## Implementing TF-IDF
<br>
TF-IDF, short for term frequency–inverse document frequency, is a numerical statistic that is intended to reflect how important a word is to a document in a collection or corpus.

## Step 0: Getting some data
Let's start by setting up three documents:

In [5]:
import numpy as np 


documents = []

documents.append("""Python is a 2000 made-for-TV horror movie directed by Richard Clabaugh. 
The film features several cult favorite actors, including William
Zabka of The Karate Kid fame, Wil Wheaton, Casper Van Dien, Jenny McCarthy,
Keith Coogan, Robert Englund (best known for his role as Freddy Krueger in the
A Nightmare on Elm Street series of films), Dana Barron, David Bowe, and Sean
Whalen. The film concerns a genetically engineered snake, a python, that
escapes and unleashes itself on a small town.
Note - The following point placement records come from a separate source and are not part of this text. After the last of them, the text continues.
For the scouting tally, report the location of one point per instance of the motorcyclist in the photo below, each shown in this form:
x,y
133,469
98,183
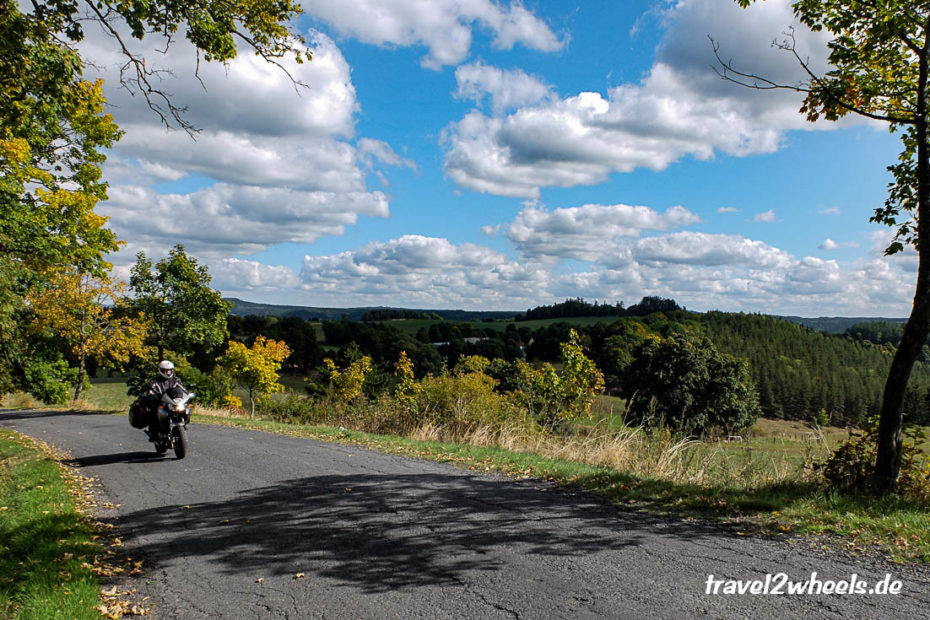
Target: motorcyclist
x,y
163,382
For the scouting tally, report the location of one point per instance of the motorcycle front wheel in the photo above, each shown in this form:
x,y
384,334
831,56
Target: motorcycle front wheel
x,y
179,440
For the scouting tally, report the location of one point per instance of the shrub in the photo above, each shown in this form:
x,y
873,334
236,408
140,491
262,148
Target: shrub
x,y
688,386
553,397
851,466
51,381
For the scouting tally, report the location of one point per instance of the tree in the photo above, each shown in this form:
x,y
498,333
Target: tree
x,y
75,308
54,131
689,386
880,69
256,368
186,315
554,397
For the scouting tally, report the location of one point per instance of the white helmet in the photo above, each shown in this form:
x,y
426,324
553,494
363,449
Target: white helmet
x,y
165,369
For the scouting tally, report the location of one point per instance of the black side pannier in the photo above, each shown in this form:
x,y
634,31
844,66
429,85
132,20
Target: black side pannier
x,y
137,417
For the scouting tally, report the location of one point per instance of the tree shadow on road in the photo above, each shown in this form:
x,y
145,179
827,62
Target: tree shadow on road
x,y
135,456
382,532
25,414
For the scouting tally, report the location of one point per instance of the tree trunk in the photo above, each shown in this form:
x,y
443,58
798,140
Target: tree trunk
x,y
891,421
81,374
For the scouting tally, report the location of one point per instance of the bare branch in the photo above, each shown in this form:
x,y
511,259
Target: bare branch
x,y
756,82
135,65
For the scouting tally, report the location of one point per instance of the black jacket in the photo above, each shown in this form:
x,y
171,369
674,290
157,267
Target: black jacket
x,y
158,386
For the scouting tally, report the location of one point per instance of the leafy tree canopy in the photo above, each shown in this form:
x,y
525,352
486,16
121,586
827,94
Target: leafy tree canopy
x,y
186,315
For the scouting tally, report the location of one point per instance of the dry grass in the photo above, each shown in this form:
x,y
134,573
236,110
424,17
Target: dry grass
x,y
638,452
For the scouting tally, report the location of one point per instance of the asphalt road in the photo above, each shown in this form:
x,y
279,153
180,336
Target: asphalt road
x,y
224,532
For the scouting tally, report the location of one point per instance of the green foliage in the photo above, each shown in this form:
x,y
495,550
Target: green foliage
x,y
48,545
553,397
798,371
407,389
688,386
852,463
50,380
185,315
462,401
347,384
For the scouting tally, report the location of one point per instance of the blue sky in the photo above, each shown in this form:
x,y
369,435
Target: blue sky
x,y
497,155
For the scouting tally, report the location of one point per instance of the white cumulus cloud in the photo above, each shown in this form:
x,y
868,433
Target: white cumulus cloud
x,y
680,108
444,27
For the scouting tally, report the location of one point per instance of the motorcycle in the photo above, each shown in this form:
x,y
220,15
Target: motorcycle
x,y
174,414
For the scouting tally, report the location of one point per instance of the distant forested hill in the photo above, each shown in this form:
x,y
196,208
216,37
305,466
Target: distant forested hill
x,y
836,324
799,371
245,308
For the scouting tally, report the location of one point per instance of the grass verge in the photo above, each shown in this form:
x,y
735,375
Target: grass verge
x,y
53,555
47,545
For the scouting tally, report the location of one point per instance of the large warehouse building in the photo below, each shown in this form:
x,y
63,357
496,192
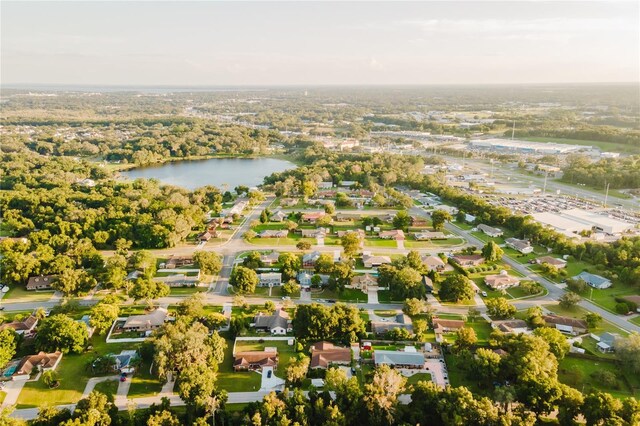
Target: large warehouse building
x,y
575,220
525,147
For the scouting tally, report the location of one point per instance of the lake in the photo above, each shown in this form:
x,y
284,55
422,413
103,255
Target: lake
x,y
215,171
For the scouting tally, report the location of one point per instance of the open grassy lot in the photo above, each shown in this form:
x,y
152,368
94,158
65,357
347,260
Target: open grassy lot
x,y
579,312
110,387
186,291
143,383
18,294
582,374
347,295
73,374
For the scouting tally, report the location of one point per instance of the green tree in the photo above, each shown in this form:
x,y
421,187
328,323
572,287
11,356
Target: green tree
x,y
500,308
492,252
209,262
103,315
439,218
402,220
243,280
456,287
290,264
8,345
61,333
569,300
350,244
558,343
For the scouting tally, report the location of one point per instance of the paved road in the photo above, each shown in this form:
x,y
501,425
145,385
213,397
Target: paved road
x,y
555,292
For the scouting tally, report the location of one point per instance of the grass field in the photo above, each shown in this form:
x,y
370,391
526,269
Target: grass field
x,y
73,374
578,373
18,294
347,295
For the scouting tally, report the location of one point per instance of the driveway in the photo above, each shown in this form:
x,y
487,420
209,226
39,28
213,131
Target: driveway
x,y
13,389
269,383
372,296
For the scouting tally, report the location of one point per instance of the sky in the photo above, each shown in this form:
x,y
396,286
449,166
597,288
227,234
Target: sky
x,y
219,43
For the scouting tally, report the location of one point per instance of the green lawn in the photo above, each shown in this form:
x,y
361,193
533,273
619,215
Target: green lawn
x,y
418,377
73,375
347,295
143,383
378,242
110,387
579,312
285,352
18,294
577,372
231,381
186,291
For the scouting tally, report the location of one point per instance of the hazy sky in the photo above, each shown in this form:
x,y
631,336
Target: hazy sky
x,y
238,43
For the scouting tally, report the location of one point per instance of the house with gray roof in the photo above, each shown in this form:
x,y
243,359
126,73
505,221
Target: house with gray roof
x,y
593,280
399,359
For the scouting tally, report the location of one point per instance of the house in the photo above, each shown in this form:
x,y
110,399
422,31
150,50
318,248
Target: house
x,y
325,354
304,278
566,324
428,284
123,362
364,282
490,231
394,234
418,221
274,233
360,233
278,323
371,261
558,263
278,216
42,361
345,217
314,233
179,280
270,279
501,281
523,246
146,322
270,258
399,359
400,321
467,260
433,263
255,360
446,326
510,326
178,261
593,280
41,282
607,342
205,236
309,259
429,235
25,327
313,217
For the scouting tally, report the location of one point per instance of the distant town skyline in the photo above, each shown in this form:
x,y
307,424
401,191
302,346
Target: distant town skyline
x,y
318,43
It includes the classic final
girl scenario evident in films like Friday the 13th. It was filmed in Los Angeles,
 California and Malibu, California. Python was followed by two sequels: Python
 II (2002) and Boa vs. Python (2004), both also made-for-TV films.""")

documents.append("""Python, from the Greek word (πύθων/πύθωνας), is a genus of
nonvenomous pythons[2] found in Africa and Asia. Currently, 7 species are
recognised.[2] A member of this genus, P. reticulatus, is among the longest
snakes known.""")

documents.append("""The Colt Python is a .357 Magnum caliber revolver formerly
manufactured by Colt's Manufacturing Company of Hartford, Connecticut.
It is sometimes referred to as a "Combat Magnum".[1] It was first introduced
in 1955, the same year as Smith &amp; Wesson's M29 .44 Magnum. The now discontinued
Colt Python targeted the premium revolver market segment. Some firearm
collectors and writers such as Jeff Cooper, Ian V. Hogg, Chuck Hawks, Leroy
Thompson, Renee Smeets and Martin Dougherty have described the Python as the
finest production revolver ever made.""")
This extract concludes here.